Wozu habe ich gelernt, auf meine Intuition zu hören, wenn nicht für solche Situationen? Also los!

"Der 'Engel' für diese Männer bin ich deshalb, weil ich in meinem Leben mehrfach gravierende Umbrüche erlebt habe, die mich letzten Endes zu der Person von heute haben werden lassen. Ich weiß von klein auf, was es heißt, sich verloren oder geborgen, verraten oder in Sicherheit zu wissen. Ich bin vom Leben immer wieder herausgefordert worden und musste meine Frau stehen. Ich war aber in den entscheidenden Momenten meines Lebens nie allein, und das ist es, was ich jedem Menschen in dieser Stadt wünsche.

Meine Mutter war Deutsche und folgte ihrem Bruder nach Korea. Mein Vater war Koreaner und arbeitete in der selben Firma wie mein Onkel. Als meine Eltern  verunglückten, war ich keine vier Jahre alt. Ich wurde aufgefangen von der besten Freundin meiner Mutter und dem besten Onkel der Welt. So habe ich fast meine ganze Kindheit und Jugend in dem Haus verbracht, das jetzt zur Heimat der Stiftung wird."
Kurz nehme ich wahr, dass man im Saal eine Stecknadel fallen hören könnte. Aber es schreckt mich nicht.

"Mein Onkel war Dr. Harald Schuchardt, deutscher Jurist und Wirtschaftsexperte, CEO in einer international operierenden Firma mit Sitz in Seoul. Er war ein stiller, aufmerksamer, hoch gebildeter Mann, dem es sicher nicht immer leicht fiel, das lebhafte Mädchen, das ich war, bis ins Erwachsenenleben zu lotsen. Aber er war auch ein kreativer, künstlerisch begabter Mensch, der immer wusste, wie er mich wahlweise aus der Reserve locken oder zur Vernunft bringen konnte. Ich habe ihn jeden Tag meines Lebens dafür unendlich geliebt.
Nach seiner Verrentung ging er zurück nach Deutschland, ich wohnte weiterhin in Seoul, absolvierte mein Studium, fing an zu arbeiten, der Kontakt wurde lockerer. Die Villa stand all die Jahre leer. Dachte ich.
Denn im März diesen Jahres bekam ich einen Brief von einem Anwalt für Familien- und Erbschaftsrecht, der mich für Wochen und Monate brutal von den Beinen riss. Mein Onkel war in Berlin gestorben, ohne dass ich gewusst hatte, wie krank er jahrelang war."

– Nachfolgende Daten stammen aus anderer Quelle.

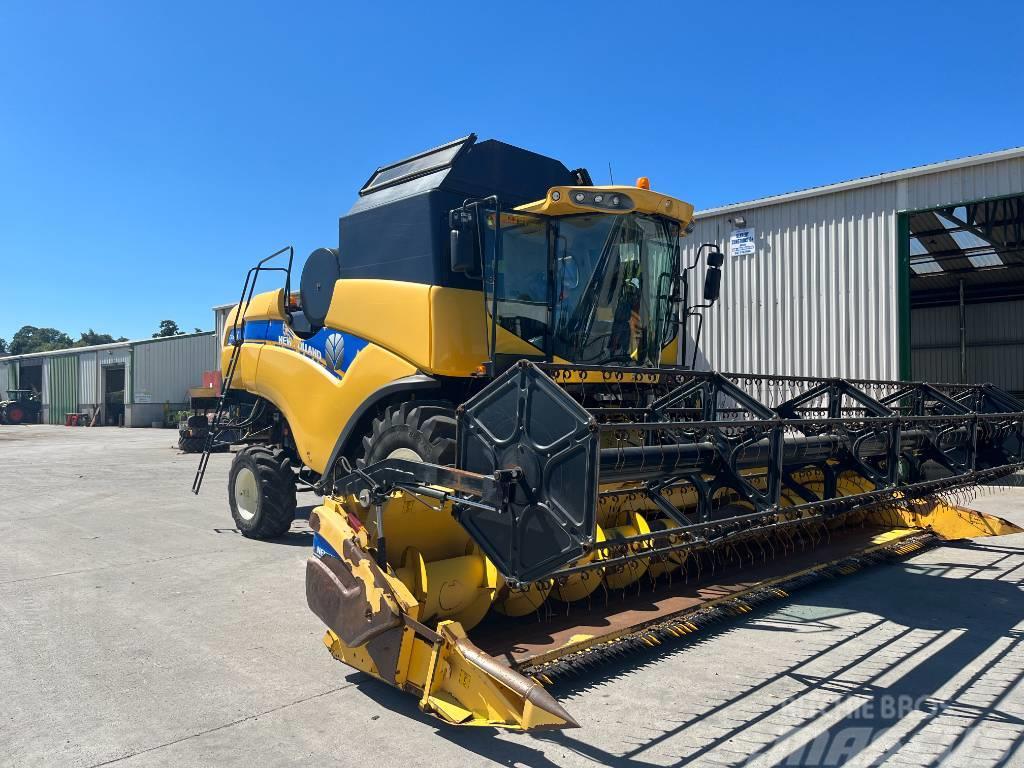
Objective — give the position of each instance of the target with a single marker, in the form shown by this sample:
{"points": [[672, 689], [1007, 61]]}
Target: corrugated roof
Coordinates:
{"points": [[921, 170], [99, 347]]}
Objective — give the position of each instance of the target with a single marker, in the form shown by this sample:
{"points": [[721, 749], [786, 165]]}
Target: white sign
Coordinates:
{"points": [[741, 243]]}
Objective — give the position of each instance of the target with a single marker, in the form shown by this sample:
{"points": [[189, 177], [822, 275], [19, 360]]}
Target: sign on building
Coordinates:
{"points": [[741, 242]]}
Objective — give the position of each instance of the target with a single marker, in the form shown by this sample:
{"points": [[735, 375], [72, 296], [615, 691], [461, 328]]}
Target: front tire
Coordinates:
{"points": [[261, 492], [417, 431], [192, 444]]}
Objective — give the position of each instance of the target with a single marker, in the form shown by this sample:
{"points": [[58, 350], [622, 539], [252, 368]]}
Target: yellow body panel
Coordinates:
{"points": [[440, 331], [644, 201]]}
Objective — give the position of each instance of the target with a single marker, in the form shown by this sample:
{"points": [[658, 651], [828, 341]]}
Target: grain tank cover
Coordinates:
{"points": [[398, 228]]}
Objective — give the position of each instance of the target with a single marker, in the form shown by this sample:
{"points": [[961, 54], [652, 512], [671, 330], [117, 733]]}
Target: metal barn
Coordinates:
{"points": [[912, 274]]}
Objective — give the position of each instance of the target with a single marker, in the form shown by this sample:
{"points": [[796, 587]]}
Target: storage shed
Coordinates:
{"points": [[913, 274]]}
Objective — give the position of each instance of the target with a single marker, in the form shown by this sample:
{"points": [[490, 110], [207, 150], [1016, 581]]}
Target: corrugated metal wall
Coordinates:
{"points": [[6, 380], [165, 369], [994, 337], [964, 184], [816, 298], [219, 317], [62, 389], [819, 296]]}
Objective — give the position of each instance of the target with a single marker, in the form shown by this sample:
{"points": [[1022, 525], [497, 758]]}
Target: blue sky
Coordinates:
{"points": [[150, 153]]}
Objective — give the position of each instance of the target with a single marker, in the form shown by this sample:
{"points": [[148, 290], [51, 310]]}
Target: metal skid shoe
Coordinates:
{"points": [[374, 625]]}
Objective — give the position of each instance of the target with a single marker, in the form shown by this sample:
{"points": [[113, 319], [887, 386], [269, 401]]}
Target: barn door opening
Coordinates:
{"points": [[965, 267]]}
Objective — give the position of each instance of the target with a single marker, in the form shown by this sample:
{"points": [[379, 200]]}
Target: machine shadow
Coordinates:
{"points": [[966, 617]]}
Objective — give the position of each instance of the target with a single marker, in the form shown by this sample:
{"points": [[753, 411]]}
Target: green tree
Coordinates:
{"points": [[31, 339], [90, 338], [168, 328]]}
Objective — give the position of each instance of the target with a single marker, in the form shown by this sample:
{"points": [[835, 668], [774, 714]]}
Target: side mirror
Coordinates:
{"points": [[463, 246], [568, 272], [713, 279]]}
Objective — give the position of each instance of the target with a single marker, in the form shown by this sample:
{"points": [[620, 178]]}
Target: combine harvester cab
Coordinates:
{"points": [[518, 480]]}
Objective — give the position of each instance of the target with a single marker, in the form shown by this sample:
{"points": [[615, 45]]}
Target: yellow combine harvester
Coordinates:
{"points": [[517, 478]]}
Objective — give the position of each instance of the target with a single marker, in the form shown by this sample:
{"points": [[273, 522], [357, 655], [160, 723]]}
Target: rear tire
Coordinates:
{"points": [[261, 492], [415, 430]]}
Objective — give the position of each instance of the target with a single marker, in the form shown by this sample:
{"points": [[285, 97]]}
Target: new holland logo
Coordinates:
{"points": [[334, 349]]}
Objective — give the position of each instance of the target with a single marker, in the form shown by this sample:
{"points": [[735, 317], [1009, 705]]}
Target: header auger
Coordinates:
{"points": [[486, 397]]}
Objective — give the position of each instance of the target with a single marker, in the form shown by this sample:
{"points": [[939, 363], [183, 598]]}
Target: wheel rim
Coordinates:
{"points": [[407, 454], [246, 494]]}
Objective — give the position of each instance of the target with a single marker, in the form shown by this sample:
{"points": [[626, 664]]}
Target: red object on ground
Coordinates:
{"points": [[211, 380]]}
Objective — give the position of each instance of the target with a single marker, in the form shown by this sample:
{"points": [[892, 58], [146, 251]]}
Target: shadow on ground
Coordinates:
{"points": [[970, 623]]}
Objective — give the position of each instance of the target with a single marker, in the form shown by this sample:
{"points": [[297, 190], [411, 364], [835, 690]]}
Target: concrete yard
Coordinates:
{"points": [[137, 628]]}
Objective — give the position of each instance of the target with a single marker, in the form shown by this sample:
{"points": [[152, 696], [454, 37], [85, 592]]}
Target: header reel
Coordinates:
{"points": [[540, 444]]}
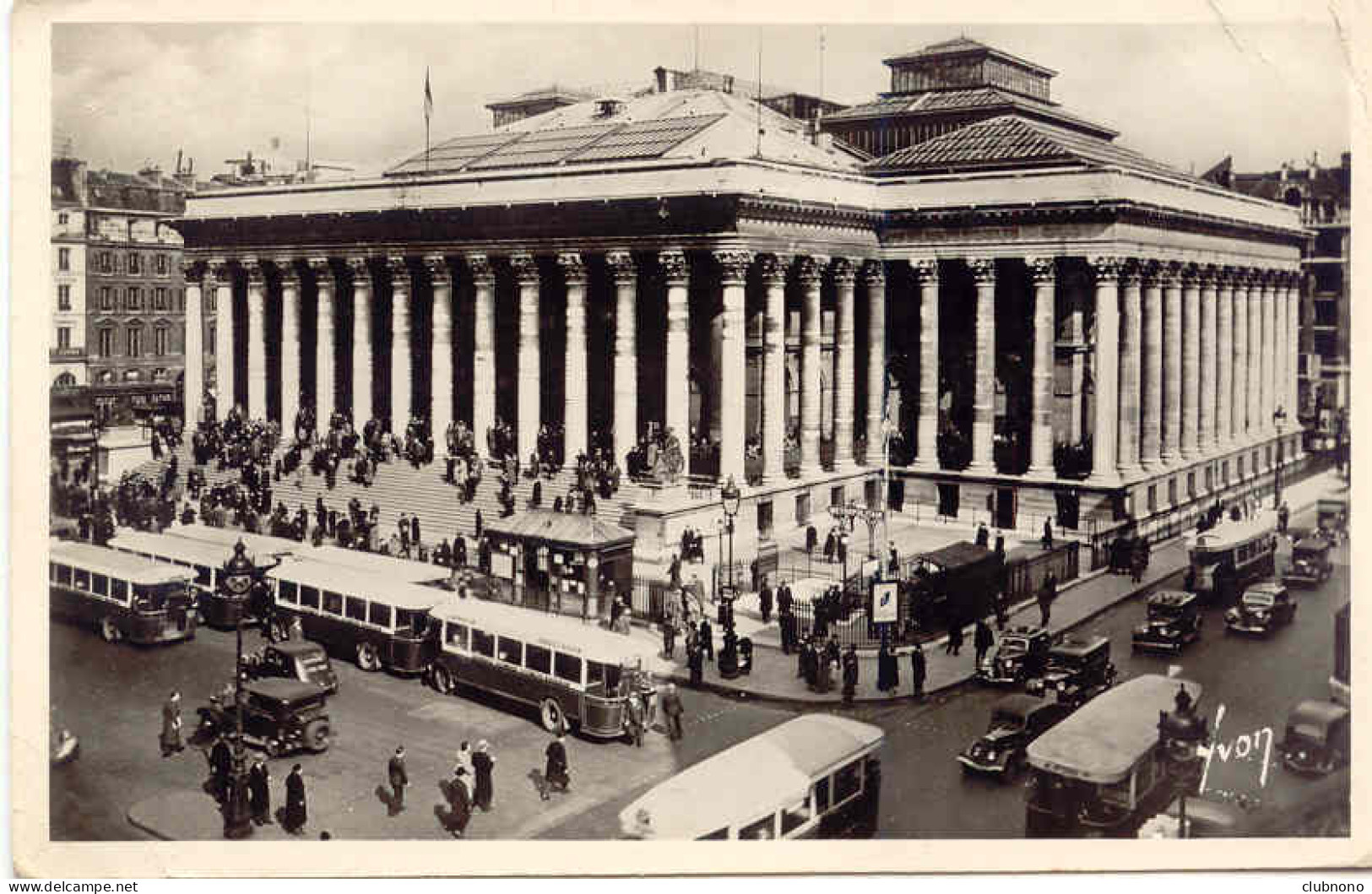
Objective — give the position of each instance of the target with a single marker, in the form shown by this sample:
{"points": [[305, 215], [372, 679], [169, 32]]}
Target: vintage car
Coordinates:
{"points": [[279, 716], [294, 660], [1174, 620], [1262, 609], [1316, 740], [1016, 722], [1079, 669], [1021, 653], [1310, 562]]}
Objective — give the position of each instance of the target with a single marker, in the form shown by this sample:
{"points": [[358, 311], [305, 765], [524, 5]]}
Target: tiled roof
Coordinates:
{"points": [[1014, 140]]}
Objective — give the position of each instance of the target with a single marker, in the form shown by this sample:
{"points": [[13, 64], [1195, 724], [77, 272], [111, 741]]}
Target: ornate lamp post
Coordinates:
{"points": [[730, 498], [1180, 734], [236, 580]]}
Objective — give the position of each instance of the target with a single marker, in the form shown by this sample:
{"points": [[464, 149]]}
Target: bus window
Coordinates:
{"points": [[538, 658], [822, 795], [757, 830], [567, 668], [794, 816], [512, 650], [849, 782]]}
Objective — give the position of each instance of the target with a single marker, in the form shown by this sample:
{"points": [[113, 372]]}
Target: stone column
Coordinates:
{"points": [[575, 404], [733, 371], [1131, 369], [984, 393], [774, 366], [678, 346], [442, 382], [625, 274], [1190, 364], [530, 377], [1174, 360], [1240, 357], [483, 347], [1150, 441], [257, 339], [1224, 358], [361, 274], [193, 391], [220, 280], [874, 280], [1106, 421], [844, 324], [290, 342], [1255, 424], [808, 272], [1044, 274], [324, 343]]}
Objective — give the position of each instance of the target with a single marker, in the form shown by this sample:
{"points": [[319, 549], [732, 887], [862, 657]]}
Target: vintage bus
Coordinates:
{"points": [[1099, 773], [1231, 555], [125, 597], [812, 777], [572, 672], [373, 620]]}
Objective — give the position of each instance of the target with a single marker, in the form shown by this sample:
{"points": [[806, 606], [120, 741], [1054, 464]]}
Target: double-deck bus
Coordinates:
{"points": [[1231, 555], [122, 595], [574, 674], [377, 621], [812, 777], [1099, 773]]}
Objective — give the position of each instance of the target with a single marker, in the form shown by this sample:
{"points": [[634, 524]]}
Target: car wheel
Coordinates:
{"points": [[366, 657], [317, 735], [552, 715]]}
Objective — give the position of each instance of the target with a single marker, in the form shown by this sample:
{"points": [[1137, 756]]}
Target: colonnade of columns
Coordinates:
{"points": [[852, 279]]}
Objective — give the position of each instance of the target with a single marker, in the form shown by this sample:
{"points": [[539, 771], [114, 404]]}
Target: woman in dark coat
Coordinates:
{"points": [[483, 766]]}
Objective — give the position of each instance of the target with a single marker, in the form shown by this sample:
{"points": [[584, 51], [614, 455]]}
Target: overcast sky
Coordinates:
{"points": [[1183, 94]]}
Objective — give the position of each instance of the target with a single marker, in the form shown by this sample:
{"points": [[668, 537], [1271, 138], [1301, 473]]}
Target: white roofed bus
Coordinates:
{"points": [[574, 674], [812, 777]]}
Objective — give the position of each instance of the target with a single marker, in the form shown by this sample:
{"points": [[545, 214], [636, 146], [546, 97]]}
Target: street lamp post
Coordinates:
{"points": [[1180, 734], [730, 500]]}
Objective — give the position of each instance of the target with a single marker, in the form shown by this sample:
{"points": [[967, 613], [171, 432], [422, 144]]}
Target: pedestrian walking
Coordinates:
{"points": [[171, 726], [556, 771], [918, 669], [296, 815], [259, 793], [983, 639], [483, 766], [673, 709], [395, 770], [849, 674]]}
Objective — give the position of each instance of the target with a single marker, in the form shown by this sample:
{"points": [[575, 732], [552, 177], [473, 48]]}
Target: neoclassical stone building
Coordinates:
{"points": [[1064, 327]]}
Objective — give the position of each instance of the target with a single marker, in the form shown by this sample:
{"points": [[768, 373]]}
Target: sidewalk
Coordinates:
{"points": [[775, 676]]}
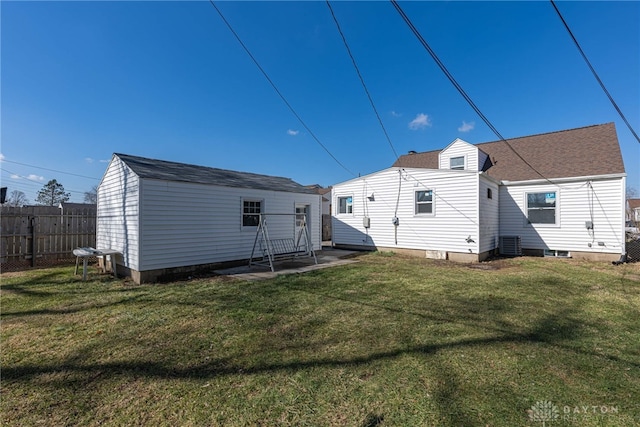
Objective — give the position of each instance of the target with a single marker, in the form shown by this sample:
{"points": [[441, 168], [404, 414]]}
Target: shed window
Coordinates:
{"points": [[456, 163], [541, 208], [251, 210], [424, 202], [345, 205]]}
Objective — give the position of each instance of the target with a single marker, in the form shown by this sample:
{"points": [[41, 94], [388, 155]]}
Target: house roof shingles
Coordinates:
{"points": [[586, 151], [182, 172]]}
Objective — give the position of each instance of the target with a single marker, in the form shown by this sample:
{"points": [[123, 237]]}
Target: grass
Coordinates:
{"points": [[389, 341]]}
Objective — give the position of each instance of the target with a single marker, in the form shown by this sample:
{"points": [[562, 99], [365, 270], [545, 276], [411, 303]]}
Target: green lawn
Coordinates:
{"points": [[388, 341]]}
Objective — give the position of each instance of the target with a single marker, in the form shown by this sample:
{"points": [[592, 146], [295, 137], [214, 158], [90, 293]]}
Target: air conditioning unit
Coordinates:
{"points": [[510, 246]]}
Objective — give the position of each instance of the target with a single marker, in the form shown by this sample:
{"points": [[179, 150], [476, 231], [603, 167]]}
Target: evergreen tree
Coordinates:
{"points": [[52, 194]]}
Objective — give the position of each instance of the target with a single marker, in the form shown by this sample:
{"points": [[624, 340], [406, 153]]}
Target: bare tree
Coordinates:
{"points": [[91, 196], [52, 194], [17, 199]]}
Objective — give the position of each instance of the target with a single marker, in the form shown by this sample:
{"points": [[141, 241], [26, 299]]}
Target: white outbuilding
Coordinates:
{"points": [[169, 219]]}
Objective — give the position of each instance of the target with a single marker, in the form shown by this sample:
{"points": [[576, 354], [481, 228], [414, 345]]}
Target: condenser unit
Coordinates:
{"points": [[510, 246]]}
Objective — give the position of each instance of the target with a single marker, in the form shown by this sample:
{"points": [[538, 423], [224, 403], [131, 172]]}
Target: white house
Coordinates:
{"points": [[633, 210], [170, 218], [554, 194]]}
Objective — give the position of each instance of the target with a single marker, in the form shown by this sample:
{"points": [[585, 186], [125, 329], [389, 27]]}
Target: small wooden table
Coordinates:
{"points": [[85, 253]]}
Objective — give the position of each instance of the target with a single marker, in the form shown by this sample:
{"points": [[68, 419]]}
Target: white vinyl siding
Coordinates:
{"points": [[424, 202], [457, 149], [542, 208], [489, 215], [117, 224], [184, 224], [456, 215], [344, 205], [251, 210], [457, 163], [577, 203], [160, 224]]}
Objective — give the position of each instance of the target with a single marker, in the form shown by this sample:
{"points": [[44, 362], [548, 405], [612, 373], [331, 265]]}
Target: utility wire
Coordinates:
{"points": [[593, 71], [459, 88], [346, 45], [273, 85], [36, 182], [51, 170]]}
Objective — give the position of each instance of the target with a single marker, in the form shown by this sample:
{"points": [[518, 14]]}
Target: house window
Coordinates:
{"points": [[541, 208], [456, 163], [424, 202], [251, 210], [557, 254], [345, 205]]}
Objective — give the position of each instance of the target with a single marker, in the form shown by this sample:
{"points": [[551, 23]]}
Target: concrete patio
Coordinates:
{"points": [[327, 257]]}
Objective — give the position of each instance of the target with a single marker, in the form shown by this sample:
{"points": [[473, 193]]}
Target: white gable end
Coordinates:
{"points": [[460, 155]]}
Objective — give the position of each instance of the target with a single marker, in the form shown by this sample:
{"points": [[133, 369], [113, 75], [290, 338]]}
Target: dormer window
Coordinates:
{"points": [[456, 163]]}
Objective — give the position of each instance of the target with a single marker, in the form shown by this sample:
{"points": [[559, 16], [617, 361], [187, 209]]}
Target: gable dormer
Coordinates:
{"points": [[460, 155]]}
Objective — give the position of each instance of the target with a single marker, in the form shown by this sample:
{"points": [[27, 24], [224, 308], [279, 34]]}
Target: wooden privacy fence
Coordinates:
{"points": [[40, 236]]}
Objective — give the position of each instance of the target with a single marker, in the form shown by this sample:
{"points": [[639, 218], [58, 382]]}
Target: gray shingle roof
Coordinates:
{"points": [[182, 172], [586, 151]]}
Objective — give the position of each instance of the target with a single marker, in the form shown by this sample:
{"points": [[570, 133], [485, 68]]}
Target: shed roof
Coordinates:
{"points": [[182, 172], [587, 151]]}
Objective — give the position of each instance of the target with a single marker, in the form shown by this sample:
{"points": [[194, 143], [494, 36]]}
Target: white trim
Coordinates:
{"points": [[568, 179], [337, 204], [433, 203], [464, 162], [528, 223], [251, 228]]}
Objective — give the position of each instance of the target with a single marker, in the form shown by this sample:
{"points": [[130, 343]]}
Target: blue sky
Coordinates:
{"points": [[167, 80]]}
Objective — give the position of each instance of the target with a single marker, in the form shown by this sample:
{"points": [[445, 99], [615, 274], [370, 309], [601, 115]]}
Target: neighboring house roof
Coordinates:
{"points": [[69, 205], [182, 172], [586, 151]]}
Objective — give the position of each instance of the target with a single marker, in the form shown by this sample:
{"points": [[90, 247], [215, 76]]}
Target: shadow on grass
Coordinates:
{"points": [[72, 309], [549, 330]]}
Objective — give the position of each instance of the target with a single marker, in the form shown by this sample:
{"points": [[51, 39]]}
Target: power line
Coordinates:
{"points": [[51, 170], [346, 45], [459, 88], [593, 71], [264, 73], [34, 181]]}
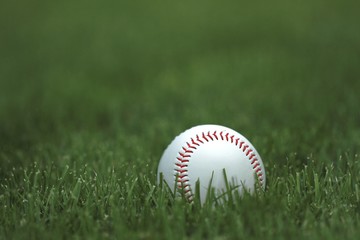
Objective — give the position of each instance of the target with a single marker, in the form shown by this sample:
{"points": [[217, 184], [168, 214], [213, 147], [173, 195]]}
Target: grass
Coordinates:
{"points": [[91, 94]]}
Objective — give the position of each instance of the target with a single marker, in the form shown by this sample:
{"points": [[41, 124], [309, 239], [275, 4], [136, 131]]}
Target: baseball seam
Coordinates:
{"points": [[184, 156]]}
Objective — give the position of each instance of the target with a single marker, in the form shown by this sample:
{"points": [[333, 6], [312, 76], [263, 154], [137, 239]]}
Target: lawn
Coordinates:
{"points": [[92, 93]]}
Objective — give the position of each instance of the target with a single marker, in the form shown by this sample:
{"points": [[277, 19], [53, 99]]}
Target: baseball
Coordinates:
{"points": [[203, 153]]}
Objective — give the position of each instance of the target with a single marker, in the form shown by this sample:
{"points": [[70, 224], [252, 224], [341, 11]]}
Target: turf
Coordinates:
{"points": [[91, 94]]}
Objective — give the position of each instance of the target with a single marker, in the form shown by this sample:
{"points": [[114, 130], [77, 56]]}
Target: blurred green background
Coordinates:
{"points": [[284, 74], [91, 93]]}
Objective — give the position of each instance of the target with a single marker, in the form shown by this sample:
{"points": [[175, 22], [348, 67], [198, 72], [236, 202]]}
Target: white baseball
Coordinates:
{"points": [[203, 153]]}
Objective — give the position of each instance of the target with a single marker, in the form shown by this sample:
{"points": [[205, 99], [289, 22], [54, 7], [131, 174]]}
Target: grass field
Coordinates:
{"points": [[91, 93]]}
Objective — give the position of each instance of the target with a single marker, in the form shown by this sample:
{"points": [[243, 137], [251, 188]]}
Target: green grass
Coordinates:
{"points": [[91, 94]]}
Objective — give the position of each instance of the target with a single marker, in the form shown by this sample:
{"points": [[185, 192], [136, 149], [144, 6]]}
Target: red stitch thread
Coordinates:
{"points": [[181, 166]]}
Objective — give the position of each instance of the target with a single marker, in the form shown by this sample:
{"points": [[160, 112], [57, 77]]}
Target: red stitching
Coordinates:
{"points": [[214, 134], [183, 158], [204, 137], [193, 142]]}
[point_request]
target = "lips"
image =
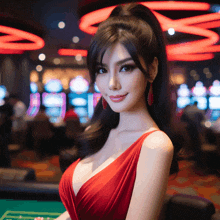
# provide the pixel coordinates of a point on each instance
(117, 98)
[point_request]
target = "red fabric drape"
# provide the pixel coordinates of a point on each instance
(106, 195)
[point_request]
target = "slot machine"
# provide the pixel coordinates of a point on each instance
(214, 100)
(80, 99)
(3, 92)
(34, 100)
(199, 94)
(96, 96)
(54, 100)
(183, 98)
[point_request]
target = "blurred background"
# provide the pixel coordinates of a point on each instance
(46, 98)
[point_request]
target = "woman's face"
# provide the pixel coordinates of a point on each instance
(120, 82)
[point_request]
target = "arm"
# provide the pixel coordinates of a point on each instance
(64, 216)
(152, 178)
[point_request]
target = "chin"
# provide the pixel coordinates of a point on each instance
(119, 109)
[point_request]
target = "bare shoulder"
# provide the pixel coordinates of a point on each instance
(158, 141)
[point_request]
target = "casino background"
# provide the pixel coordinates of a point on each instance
(53, 72)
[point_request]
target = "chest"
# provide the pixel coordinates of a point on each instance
(89, 167)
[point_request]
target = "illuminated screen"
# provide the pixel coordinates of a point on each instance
(2, 92)
(51, 100)
(53, 85)
(81, 112)
(53, 111)
(33, 87)
(215, 115)
(214, 102)
(183, 102)
(83, 120)
(202, 102)
(79, 85)
(78, 99)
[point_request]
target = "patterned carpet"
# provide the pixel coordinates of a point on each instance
(188, 181)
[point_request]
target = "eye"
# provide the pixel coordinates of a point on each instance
(127, 68)
(100, 70)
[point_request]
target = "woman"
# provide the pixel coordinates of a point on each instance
(125, 157)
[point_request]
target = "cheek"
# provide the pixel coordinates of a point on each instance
(100, 84)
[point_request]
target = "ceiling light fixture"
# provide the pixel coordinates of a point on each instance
(9, 43)
(197, 25)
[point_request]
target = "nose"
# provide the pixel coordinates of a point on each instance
(114, 83)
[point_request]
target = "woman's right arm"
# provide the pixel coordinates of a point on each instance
(64, 216)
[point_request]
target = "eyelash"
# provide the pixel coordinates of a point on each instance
(130, 68)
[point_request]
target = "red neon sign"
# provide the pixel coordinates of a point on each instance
(197, 25)
(9, 43)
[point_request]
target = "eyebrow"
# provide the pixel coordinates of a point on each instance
(117, 63)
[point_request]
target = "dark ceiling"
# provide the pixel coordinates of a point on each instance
(42, 16)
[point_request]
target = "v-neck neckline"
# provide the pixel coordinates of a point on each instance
(93, 176)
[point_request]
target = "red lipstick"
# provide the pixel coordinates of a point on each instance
(117, 98)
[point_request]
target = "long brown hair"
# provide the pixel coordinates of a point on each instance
(135, 27)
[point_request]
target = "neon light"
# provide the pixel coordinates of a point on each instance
(196, 25)
(164, 5)
(7, 51)
(72, 52)
(7, 42)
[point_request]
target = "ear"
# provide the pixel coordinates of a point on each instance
(153, 69)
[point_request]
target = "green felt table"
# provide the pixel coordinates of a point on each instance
(30, 209)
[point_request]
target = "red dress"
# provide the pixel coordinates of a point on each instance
(106, 195)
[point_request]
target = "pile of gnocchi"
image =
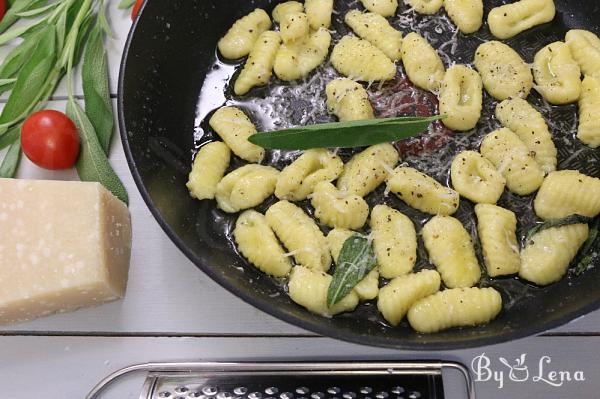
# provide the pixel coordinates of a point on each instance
(287, 241)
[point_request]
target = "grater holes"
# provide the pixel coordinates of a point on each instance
(210, 390)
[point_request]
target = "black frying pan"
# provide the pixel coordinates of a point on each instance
(167, 56)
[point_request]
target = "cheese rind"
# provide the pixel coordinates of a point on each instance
(63, 245)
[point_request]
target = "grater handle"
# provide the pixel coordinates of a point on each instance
(155, 369)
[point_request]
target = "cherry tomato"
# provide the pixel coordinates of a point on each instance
(50, 140)
(136, 9)
(2, 9)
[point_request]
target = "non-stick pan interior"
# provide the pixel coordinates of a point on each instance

Plötzlich verschwimmt meine Sicht vor lauter unterdrückter Tränen. Einen Moment lang schließe ich die Augen, um mich zu fassen. Von rechts und links legen sich zwei warme Hände an meinen Rücken und erden mich wieder.

"Harald Schuchardt war ein weiser Mensch. Vorausahnend und sehr gezielt hat er mich mit seinem Testament ein letztes Mal herausgefordert. Er hat mir nicht nur einen unmenschlich großen Berg Geld vermacht und mir den bewusst bis jetzt zurückgehaltenen Zugang zum Erbe meiner Eltern verschafft. Ich habe auch die Villa am Bukhansan geerbt. Das Haus meiner geborgenen Kindheit. Die Ruine, zu der das Haus durch einen Blitzeinschlag und Dachstuhlbrand vor zwölf Jahren geworden war. Ich war seitdem nicht mehr am Berg gewesen, weil der Anblick für mich unerträglich war."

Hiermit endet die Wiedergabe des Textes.